Angesichts des heutigen Zustands unseres Planeten mit seinen schwindenden Gletschern, den Waldbränden, der Verschmutzung und den überfluteten Küstengebieten kommt mir ein Wunsch: Meine Augen auf zu den Bergen zu heben und zu schreien: «Oh, Gott, was können wir jetzt noch tun?»

Ich kenne seine direkte Antwort nicht.

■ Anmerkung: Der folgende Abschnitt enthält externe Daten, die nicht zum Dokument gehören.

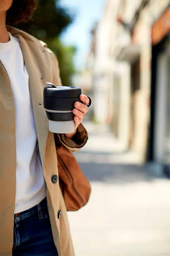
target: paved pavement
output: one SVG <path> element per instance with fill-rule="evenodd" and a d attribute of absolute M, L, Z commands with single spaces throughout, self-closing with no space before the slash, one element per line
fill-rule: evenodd
<path fill-rule="evenodd" d="M 92 192 L 68 213 L 76 256 L 170 256 L 170 180 L 105 127 L 85 125 L 89 138 L 75 155 Z"/>

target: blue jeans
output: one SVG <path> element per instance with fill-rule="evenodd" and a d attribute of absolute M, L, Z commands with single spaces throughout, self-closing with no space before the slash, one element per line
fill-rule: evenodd
<path fill-rule="evenodd" d="M 45 198 L 14 214 L 13 256 L 58 256 Z"/>

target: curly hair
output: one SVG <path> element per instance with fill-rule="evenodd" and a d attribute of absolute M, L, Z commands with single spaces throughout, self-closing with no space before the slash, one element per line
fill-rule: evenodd
<path fill-rule="evenodd" d="M 13 0 L 6 12 L 6 23 L 13 25 L 31 18 L 38 5 L 38 0 Z"/>

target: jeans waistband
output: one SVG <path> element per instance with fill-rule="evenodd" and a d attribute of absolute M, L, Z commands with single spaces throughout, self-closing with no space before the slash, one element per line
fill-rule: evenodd
<path fill-rule="evenodd" d="M 14 219 L 16 221 L 18 222 L 21 219 L 29 217 L 33 214 L 37 213 L 39 217 L 42 216 L 42 211 L 45 208 L 47 208 L 47 197 L 46 197 L 37 204 L 33 206 L 29 209 L 24 211 L 21 212 L 15 213 Z"/>

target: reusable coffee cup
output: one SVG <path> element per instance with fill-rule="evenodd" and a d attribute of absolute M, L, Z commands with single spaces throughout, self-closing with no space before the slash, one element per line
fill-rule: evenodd
<path fill-rule="evenodd" d="M 72 112 L 76 101 L 82 102 L 79 96 L 81 88 L 74 86 L 55 86 L 46 83 L 43 91 L 44 107 L 49 120 L 50 131 L 58 133 L 72 132 L 74 130 L 74 115 Z M 88 97 L 90 106 L 91 100 Z"/>

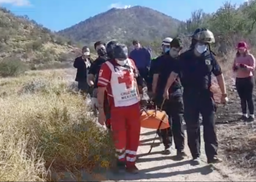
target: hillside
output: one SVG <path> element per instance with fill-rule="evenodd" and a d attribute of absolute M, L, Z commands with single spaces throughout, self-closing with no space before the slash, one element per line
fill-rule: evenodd
<path fill-rule="evenodd" d="M 176 35 L 179 23 L 158 11 L 136 6 L 128 9 L 113 8 L 58 33 L 87 44 L 116 38 L 151 41 Z"/>
<path fill-rule="evenodd" d="M 75 48 L 67 39 L 0 7 L 0 60 L 15 60 L 31 67 L 69 59 Z"/>

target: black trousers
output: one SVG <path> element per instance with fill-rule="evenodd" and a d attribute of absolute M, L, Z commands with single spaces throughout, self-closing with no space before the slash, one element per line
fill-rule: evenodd
<path fill-rule="evenodd" d="M 236 78 L 236 87 L 241 100 L 242 113 L 247 114 L 247 106 L 249 114 L 254 114 L 255 104 L 253 102 L 253 87 L 255 79 L 253 76 L 246 78 Z"/>
<path fill-rule="evenodd" d="M 149 71 L 147 68 L 138 68 L 138 71 L 140 73 L 140 75 L 141 76 L 141 77 L 143 78 L 143 79 L 145 80 L 145 82 L 146 83 L 148 82 L 148 74 L 149 74 Z"/>
<path fill-rule="evenodd" d="M 162 97 L 157 98 L 157 104 L 160 107 L 163 101 Z M 158 131 L 162 138 L 165 149 L 170 148 L 173 144 L 173 137 L 176 149 L 178 151 L 184 149 L 184 132 L 182 127 L 184 106 L 181 96 L 170 96 L 165 101 L 162 110 L 169 117 L 170 127 Z"/>
<path fill-rule="evenodd" d="M 203 92 L 184 90 L 184 120 L 187 125 L 188 146 L 192 157 L 200 155 L 200 129 L 199 114 L 203 117 L 203 139 L 208 159 L 217 154 L 218 142 L 215 131 L 216 104 L 210 90 Z"/>

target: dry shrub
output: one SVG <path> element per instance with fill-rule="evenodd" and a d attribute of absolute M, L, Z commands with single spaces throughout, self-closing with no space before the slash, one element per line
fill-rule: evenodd
<path fill-rule="evenodd" d="M 221 153 L 236 172 L 255 176 L 256 125 L 236 123 L 219 127 Z M 242 169 L 242 170 L 241 170 Z"/>
<path fill-rule="evenodd" d="M 93 121 L 82 97 L 67 91 L 61 75 L 32 71 L 0 79 L 17 91 L 0 98 L 0 181 L 45 181 L 48 170 L 63 173 L 110 164 L 109 133 Z"/>

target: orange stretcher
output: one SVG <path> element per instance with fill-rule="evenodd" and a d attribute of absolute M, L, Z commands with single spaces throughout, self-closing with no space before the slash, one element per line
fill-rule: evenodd
<path fill-rule="evenodd" d="M 142 108 L 140 111 L 140 127 L 157 130 L 156 136 L 154 138 L 148 154 L 151 153 L 153 149 L 155 139 L 157 136 L 157 131 L 170 127 L 168 116 L 165 111 L 162 110 L 165 101 L 165 100 L 162 101 L 159 110 L 157 109 L 157 106 L 156 106 L 155 109 Z"/>
<path fill-rule="evenodd" d="M 168 116 L 165 111 L 156 109 L 143 109 L 140 115 L 140 126 L 148 129 L 162 130 L 170 127 Z"/>

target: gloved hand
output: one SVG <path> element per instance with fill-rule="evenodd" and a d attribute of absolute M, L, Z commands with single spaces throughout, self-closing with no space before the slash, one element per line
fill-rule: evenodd
<path fill-rule="evenodd" d="M 91 98 L 91 108 L 93 110 L 97 109 L 99 104 L 98 104 L 98 100 L 96 98 Z"/>

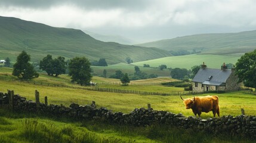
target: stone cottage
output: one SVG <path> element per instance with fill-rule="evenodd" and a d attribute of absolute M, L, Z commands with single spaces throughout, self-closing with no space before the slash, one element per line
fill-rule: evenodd
<path fill-rule="evenodd" d="M 235 68 L 227 69 L 224 63 L 220 69 L 208 69 L 203 63 L 192 80 L 193 91 L 238 91 L 241 86 L 238 81 Z"/>

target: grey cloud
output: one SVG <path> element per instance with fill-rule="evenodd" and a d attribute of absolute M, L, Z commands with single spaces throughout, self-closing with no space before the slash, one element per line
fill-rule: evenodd
<path fill-rule="evenodd" d="M 61 4 L 72 4 L 90 9 L 125 8 L 142 10 L 153 0 L 8 0 L 1 1 L 1 5 L 31 8 L 45 8 Z"/>

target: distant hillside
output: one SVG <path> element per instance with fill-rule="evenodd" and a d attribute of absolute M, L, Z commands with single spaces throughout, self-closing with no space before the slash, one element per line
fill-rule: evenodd
<path fill-rule="evenodd" d="M 106 59 L 109 64 L 134 62 L 170 56 L 165 50 L 104 42 L 80 30 L 57 28 L 16 18 L 0 17 L 0 58 L 14 61 L 25 50 L 32 60 L 38 61 L 47 54 L 66 58 L 85 56 L 90 60 Z"/>
<path fill-rule="evenodd" d="M 87 30 L 83 31 L 92 38 L 104 42 L 114 42 L 125 45 L 132 45 L 135 43 L 132 40 L 119 35 L 105 35 L 95 33 Z"/>
<path fill-rule="evenodd" d="M 234 33 L 200 34 L 138 44 L 180 54 L 245 53 L 256 48 L 256 30 Z M 187 52 L 187 53 L 186 53 Z M 183 54 L 184 55 L 184 54 Z"/>

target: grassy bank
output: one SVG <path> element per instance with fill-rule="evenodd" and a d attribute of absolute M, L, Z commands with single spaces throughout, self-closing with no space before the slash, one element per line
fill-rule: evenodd
<path fill-rule="evenodd" d="M 252 142 L 254 139 L 209 134 L 165 125 L 134 127 L 82 122 L 0 110 L 1 142 Z"/>

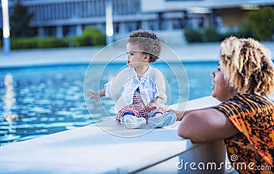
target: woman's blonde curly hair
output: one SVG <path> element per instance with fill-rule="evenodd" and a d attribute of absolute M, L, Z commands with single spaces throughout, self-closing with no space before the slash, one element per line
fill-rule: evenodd
<path fill-rule="evenodd" d="M 271 94 L 274 68 L 271 51 L 252 38 L 226 38 L 221 44 L 220 68 L 240 94 Z"/>
<path fill-rule="evenodd" d="M 152 63 L 159 58 L 162 48 L 162 40 L 149 30 L 139 29 L 132 32 L 127 42 L 137 44 L 139 49 L 149 55 L 149 62 Z"/>

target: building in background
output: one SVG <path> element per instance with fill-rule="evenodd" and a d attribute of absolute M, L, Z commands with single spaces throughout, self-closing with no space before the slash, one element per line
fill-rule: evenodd
<path fill-rule="evenodd" d="M 17 0 L 10 0 L 10 15 Z M 106 0 L 21 0 L 34 14 L 30 23 L 39 37 L 81 36 L 87 27 L 105 32 Z M 220 29 L 246 23 L 249 10 L 274 5 L 274 0 L 111 0 L 114 39 L 139 28 L 157 31 L 169 39 L 184 29 L 216 26 Z M 0 12 L 1 15 L 1 12 Z M 1 22 L 2 17 L 0 18 Z M 12 22 L 12 21 L 11 21 Z M 173 38 L 171 38 L 174 40 Z"/>

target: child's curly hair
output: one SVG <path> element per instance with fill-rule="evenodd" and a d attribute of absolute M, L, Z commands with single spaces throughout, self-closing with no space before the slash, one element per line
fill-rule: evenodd
<path fill-rule="evenodd" d="M 162 41 L 151 31 L 139 29 L 132 32 L 127 42 L 137 44 L 139 49 L 149 55 L 149 62 L 155 62 L 161 53 Z"/>
<path fill-rule="evenodd" d="M 240 94 L 271 94 L 274 66 L 271 51 L 253 38 L 226 38 L 221 44 L 220 67 Z"/>

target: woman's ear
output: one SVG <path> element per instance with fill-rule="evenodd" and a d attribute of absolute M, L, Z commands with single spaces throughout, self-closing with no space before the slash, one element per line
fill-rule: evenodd
<path fill-rule="evenodd" d="M 145 55 L 144 60 L 147 60 L 149 62 L 149 54 Z"/>

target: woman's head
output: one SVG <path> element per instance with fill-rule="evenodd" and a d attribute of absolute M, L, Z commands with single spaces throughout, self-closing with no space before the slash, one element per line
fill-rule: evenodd
<path fill-rule="evenodd" d="M 129 34 L 127 42 L 137 45 L 143 53 L 149 55 L 149 62 L 155 62 L 159 58 L 162 42 L 155 33 L 142 29 L 134 31 Z"/>
<path fill-rule="evenodd" d="M 221 44 L 220 69 L 228 85 L 238 93 L 265 95 L 274 88 L 270 51 L 252 38 L 230 37 Z"/>

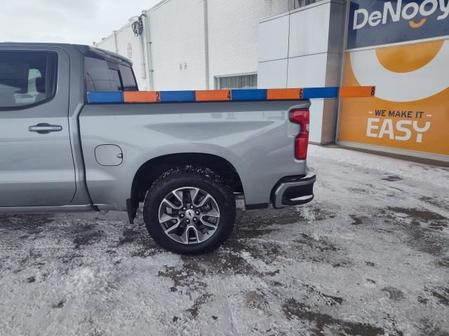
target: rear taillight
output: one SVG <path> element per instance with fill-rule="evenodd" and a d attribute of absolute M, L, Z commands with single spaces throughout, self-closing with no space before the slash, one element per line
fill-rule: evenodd
<path fill-rule="evenodd" d="M 297 160 L 305 160 L 307 158 L 307 147 L 309 146 L 309 127 L 310 125 L 309 109 L 290 111 L 290 121 L 300 125 L 300 134 L 295 138 L 295 158 Z"/>

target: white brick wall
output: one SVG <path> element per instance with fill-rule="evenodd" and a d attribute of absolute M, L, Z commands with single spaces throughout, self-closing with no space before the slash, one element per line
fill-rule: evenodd
<path fill-rule="evenodd" d="M 204 90 L 203 1 L 166 1 L 149 13 L 149 20 L 154 88 L 161 90 Z"/>
<path fill-rule="evenodd" d="M 258 23 L 287 11 L 288 0 L 208 0 L 208 7 L 209 81 L 213 89 L 216 76 L 257 71 Z M 155 90 L 206 88 L 203 8 L 203 0 L 168 0 L 148 13 Z M 134 71 L 139 87 L 145 90 L 138 38 L 128 27 L 117 33 L 117 41 L 119 53 L 125 57 L 126 45 L 132 43 Z M 115 52 L 114 35 L 97 46 Z"/>

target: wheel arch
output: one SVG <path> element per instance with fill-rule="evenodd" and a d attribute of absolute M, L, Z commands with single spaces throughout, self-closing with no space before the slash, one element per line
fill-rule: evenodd
<path fill-rule="evenodd" d="M 147 191 L 154 181 L 165 172 L 186 164 L 208 168 L 219 174 L 234 192 L 243 192 L 241 176 L 237 169 L 229 161 L 221 156 L 202 153 L 178 153 L 158 156 L 141 164 L 134 175 L 130 197 L 126 200 L 130 222 L 133 223 L 139 202 L 144 200 Z"/>

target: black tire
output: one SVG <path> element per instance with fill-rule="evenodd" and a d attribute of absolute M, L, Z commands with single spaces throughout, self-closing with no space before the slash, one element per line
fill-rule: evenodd
<path fill-rule="evenodd" d="M 199 244 L 185 244 L 171 239 L 159 223 L 159 206 L 173 190 L 194 187 L 207 192 L 218 206 L 220 220 L 210 237 Z M 196 166 L 172 169 L 157 178 L 147 192 L 144 220 L 149 234 L 160 246 L 179 254 L 196 255 L 217 248 L 231 234 L 236 219 L 236 203 L 232 190 L 212 170 Z"/>

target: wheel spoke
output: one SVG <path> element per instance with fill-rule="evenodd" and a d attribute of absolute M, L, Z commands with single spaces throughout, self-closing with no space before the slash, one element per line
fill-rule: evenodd
<path fill-rule="evenodd" d="M 202 242 L 203 241 L 206 240 L 206 239 L 204 239 L 204 234 L 203 234 L 203 232 L 201 232 L 201 231 L 198 230 L 196 229 L 196 227 L 194 227 L 193 226 L 192 227 L 192 229 L 195 232 L 195 237 L 196 237 L 196 243 L 197 244 L 199 244 L 199 243 Z"/>
<path fill-rule="evenodd" d="M 180 236 L 181 240 L 184 244 L 189 244 L 189 230 L 190 230 L 190 227 L 186 227 Z"/>
<path fill-rule="evenodd" d="M 173 195 L 175 195 L 175 194 L 173 194 Z M 177 206 L 173 204 L 168 200 L 167 200 L 167 197 L 164 198 L 162 200 L 162 202 L 166 203 L 168 206 L 170 206 L 171 209 L 175 209 L 175 210 L 179 210 L 180 209 L 181 209 L 182 207 L 182 202 L 181 202 L 181 205 L 180 206 Z"/>
<path fill-rule="evenodd" d="M 207 212 L 203 214 L 204 216 L 207 216 L 208 217 L 216 217 L 220 218 L 220 213 L 215 210 L 214 208 L 212 208 L 210 210 L 208 210 Z"/>
<path fill-rule="evenodd" d="M 195 187 L 170 192 L 159 206 L 159 224 L 163 232 L 186 245 L 210 239 L 217 230 L 220 218 L 220 209 L 212 195 Z"/>
<path fill-rule="evenodd" d="M 180 196 L 180 195 L 178 195 L 178 192 L 180 192 L 180 194 L 181 194 Z M 181 204 L 181 205 L 180 206 L 180 209 L 182 208 L 182 204 L 183 204 L 183 202 L 182 202 L 182 191 L 180 192 L 180 191 L 177 191 L 177 190 L 175 190 L 175 191 L 172 191 L 171 193 L 177 199 L 178 201 L 180 201 L 180 203 Z"/>
<path fill-rule="evenodd" d="M 195 199 L 196 198 L 196 196 L 198 196 L 198 193 L 199 192 L 199 189 L 197 188 L 194 188 L 194 189 L 190 189 L 190 190 L 189 190 L 190 192 L 190 203 L 195 205 Z"/>
<path fill-rule="evenodd" d="M 201 208 L 201 206 L 203 206 L 206 202 L 210 200 L 210 199 L 213 199 L 212 196 L 210 196 L 209 194 L 206 194 L 206 196 L 204 196 L 204 198 L 203 199 L 203 200 L 201 202 L 199 202 L 199 204 L 194 204 L 195 206 L 197 206 L 199 208 Z"/>
<path fill-rule="evenodd" d="M 172 231 L 177 229 L 179 227 L 180 223 L 181 223 L 181 221 L 179 219 L 177 219 L 176 224 L 175 224 L 173 226 L 172 226 L 170 227 L 168 227 L 167 230 L 165 230 L 165 232 L 166 234 L 169 234 Z"/>
<path fill-rule="evenodd" d="M 159 222 L 161 223 L 166 223 L 173 219 L 179 220 L 177 217 L 173 217 L 167 214 L 162 214 L 162 215 L 159 216 Z"/>
<path fill-rule="evenodd" d="M 204 216 L 201 216 L 201 218 L 200 219 L 201 222 L 206 226 L 208 227 L 212 227 L 213 229 L 216 229 L 217 228 L 217 225 L 215 224 L 213 224 L 211 223 L 208 223 L 206 220 L 205 220 L 203 219 L 203 217 L 206 217 L 207 215 L 204 215 Z"/>

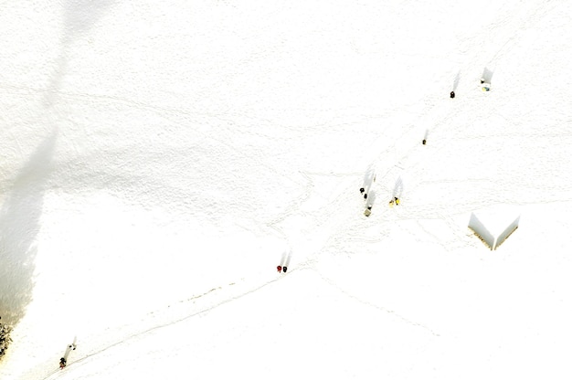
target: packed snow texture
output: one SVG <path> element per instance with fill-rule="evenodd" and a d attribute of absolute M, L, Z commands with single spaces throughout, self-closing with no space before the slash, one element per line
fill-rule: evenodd
<path fill-rule="evenodd" d="M 0 378 L 570 378 L 570 19 L 4 4 Z"/>

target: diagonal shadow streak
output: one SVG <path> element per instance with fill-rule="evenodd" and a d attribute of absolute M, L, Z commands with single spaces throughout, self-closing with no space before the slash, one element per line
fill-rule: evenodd
<path fill-rule="evenodd" d="M 16 325 L 34 289 L 35 245 L 57 134 L 48 136 L 14 179 L 0 208 L 0 315 Z"/>

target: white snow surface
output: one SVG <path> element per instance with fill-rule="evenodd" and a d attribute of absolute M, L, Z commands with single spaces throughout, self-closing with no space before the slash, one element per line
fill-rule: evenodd
<path fill-rule="evenodd" d="M 571 19 L 4 2 L 0 378 L 569 379 Z"/>

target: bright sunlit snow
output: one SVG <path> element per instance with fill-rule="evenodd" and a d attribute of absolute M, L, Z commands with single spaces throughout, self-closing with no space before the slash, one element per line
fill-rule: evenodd
<path fill-rule="evenodd" d="M 0 378 L 572 375 L 572 4 L 4 3 Z"/>

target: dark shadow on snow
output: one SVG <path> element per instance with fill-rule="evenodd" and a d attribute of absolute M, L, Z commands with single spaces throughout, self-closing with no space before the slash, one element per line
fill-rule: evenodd
<path fill-rule="evenodd" d="M 47 106 L 53 106 L 68 72 L 69 48 L 76 40 L 85 38 L 116 0 L 66 0 L 63 14 L 61 48 L 48 85 Z"/>
<path fill-rule="evenodd" d="M 374 168 L 370 166 L 367 168 L 367 172 L 365 172 L 365 175 L 364 176 L 364 185 L 362 185 L 362 188 L 364 189 L 362 195 L 365 199 L 367 199 L 369 196 L 369 189 L 371 189 L 374 182 L 376 182 L 376 172 L 374 171 Z"/>
<path fill-rule="evenodd" d="M 56 133 L 34 152 L 4 195 L 0 209 L 0 313 L 16 325 L 32 301 L 44 195 L 51 173 Z"/>

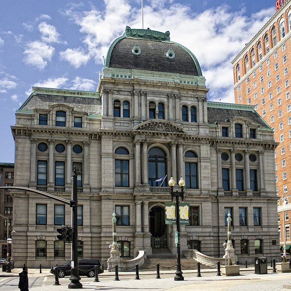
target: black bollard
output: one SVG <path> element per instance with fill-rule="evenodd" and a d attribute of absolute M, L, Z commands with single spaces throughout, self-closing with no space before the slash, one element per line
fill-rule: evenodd
<path fill-rule="evenodd" d="M 138 264 L 135 265 L 135 280 L 139 280 L 139 274 L 138 273 Z"/>
<path fill-rule="evenodd" d="M 59 285 L 60 282 L 59 281 L 59 268 L 56 268 L 55 269 L 55 283 L 54 285 Z"/>
<path fill-rule="evenodd" d="M 273 271 L 272 271 L 272 273 L 276 273 L 276 263 L 275 263 L 275 259 L 273 259 Z"/>
<path fill-rule="evenodd" d="M 115 278 L 114 281 L 119 281 L 119 278 L 118 278 L 118 265 L 115 265 Z"/>
<path fill-rule="evenodd" d="M 160 264 L 157 264 L 157 277 L 156 279 L 161 279 L 160 276 Z"/>
<path fill-rule="evenodd" d="M 217 262 L 217 276 L 221 276 L 220 273 L 220 262 Z"/>
<path fill-rule="evenodd" d="M 197 263 L 197 277 L 201 276 L 201 273 L 200 273 L 200 263 L 199 262 L 198 262 Z"/>
<path fill-rule="evenodd" d="M 95 279 L 94 282 L 99 282 L 98 278 L 98 266 L 95 266 Z"/>

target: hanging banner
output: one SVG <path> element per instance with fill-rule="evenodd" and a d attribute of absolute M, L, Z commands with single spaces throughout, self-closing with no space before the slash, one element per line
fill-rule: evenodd
<path fill-rule="evenodd" d="M 176 203 L 165 203 L 165 221 L 166 224 L 176 225 Z M 189 204 L 184 202 L 179 203 L 180 225 L 189 224 Z"/>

Ich nehme jedoch an, dass es ein Schritt in die richtige Richtung sein wird, die Welt als Schöpfung zu sehen. Diese Sicht wird uns an unsere Beziehung zur Eiche, zur Spinne, zum Rhinozeros erinnern und uns auch nicht vergessen lassen, dass wir alle Wesen sind, die in Beziehung zu einem Schöpfer stehen, der uns begleitet. Wir werden durch eine solche Sichtweise zwangsläufig unsere Lebensweise ändern.

Solidarität mit den Geschöpfen

Als wir unser erstes Kind erwarteten, besuchten meine Frau und ich einen Geburtsvorbereitungskurs. Wir erhielten klare Informationen anhand farbiger Diagramme, anatomischer Teile aus Plastik und Dokumentarfilmen über Geburten. Das war äusserst lehrreich. Dann sahen wir eines Tages das Werk eines Filmemachers, der die Schwangerschaft und Geburt einer Elefantenkuh gefilmt hatte. Die Emotionen dieser werdenden Mutter waren dem Auge des Künstlers nicht entgangen. Wir waren den Tränen nahe, als wir sahen, wie die Elefantenkuh nach der Geburt den ganzen Körper ihres Babys mit ihrem Rüssel abtastete, um es zu spüren, zu berühren und aufzunehmen. Sie, die Elefantenkuh, machte uns verständlich, was mit uns geschehen würde. Das war eine Offenbarung über unser Schicksal als Geschöpfe, in Solidarität mit den anderen Geschöpfen und in Beziehung zu dem Schöpfer.

Pierre-Philippe Blaser, Pfarrer in Romont. Mitglied des Rates der Evangelisch-reformierten Kirche Schweiz EKS.

Dieser Text ist im Magazin zur Schöpfungszeit 2020: «Und siehe, es war sehr gut. Themenreihe fünf Sinne» erschienen.